Chrome Extension developers that want to add synthesized speech to extensions and Chrome packaged apps are in luck. Google announced a new Text-to-Speech API for Chrome extensions yesterday, with examples and two sample voices.
According to Google engineer Dominic Mazzoni, a few hacks have enabled text-to-speech already. This involves tricks like sending text to a remote server and returning an MP3 that's played back with HTML5 audio. Smart approach in lieu of an official way to do it, but now Google has an easier (and less bandwidth-intensive) way.
The API is already used to power the ChromeVox screen reader for visually impaired users.
In addition to the main API, Google also introduced the TTS Engine API which allows developers to implement a Text-to-Speech (TTS) engine. Google also supplies two voices implemented with the TTS Engine API that use Google's Native Client SDK for speech. Note that both are female and geared for U.S. English, so there's a long way to go before there's support for all languages. Google has also provided a few extensions and one app that make use of the TTS API.

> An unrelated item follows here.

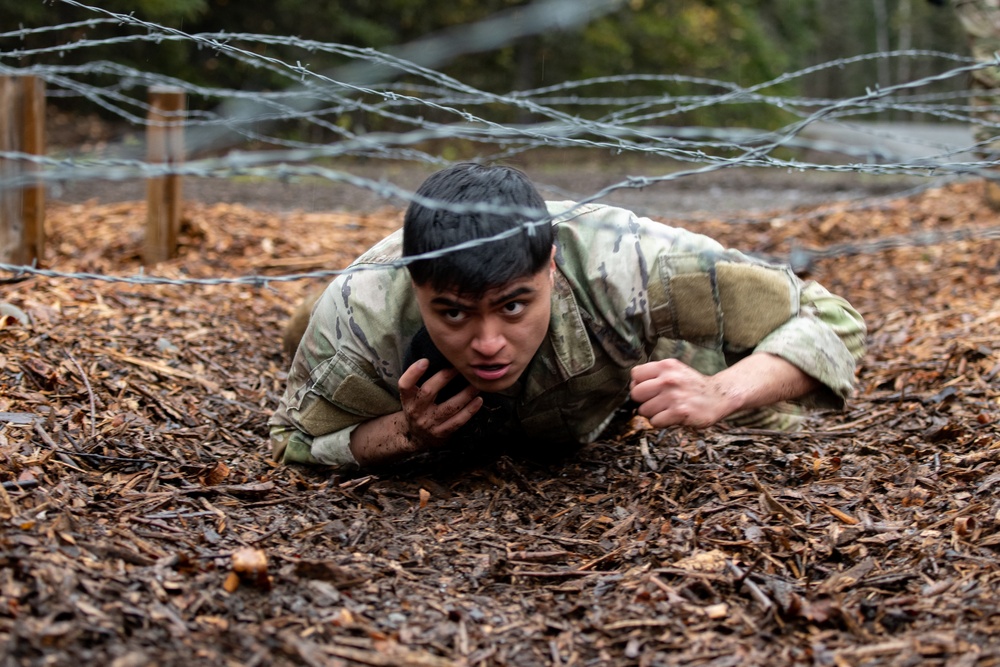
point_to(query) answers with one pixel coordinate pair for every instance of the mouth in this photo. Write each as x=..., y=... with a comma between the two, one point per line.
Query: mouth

Users that have Chrome on Mac OS X or Windows, or those using Chrome OS, should be able to use the native client voices immediately. Linux users will have to download a voice from the Chrome Web Store.
It's good to see Google paying attention to accessibility and providing this sort of functionality for developers. This will be important for a lot of business and government use of Chrome. But it's too bad there's not a more universal API for all browsers. However, there is speak.js which is an open source speech synthesizer. However, it looks a bit more clunky and only works in Firefox and Chrome.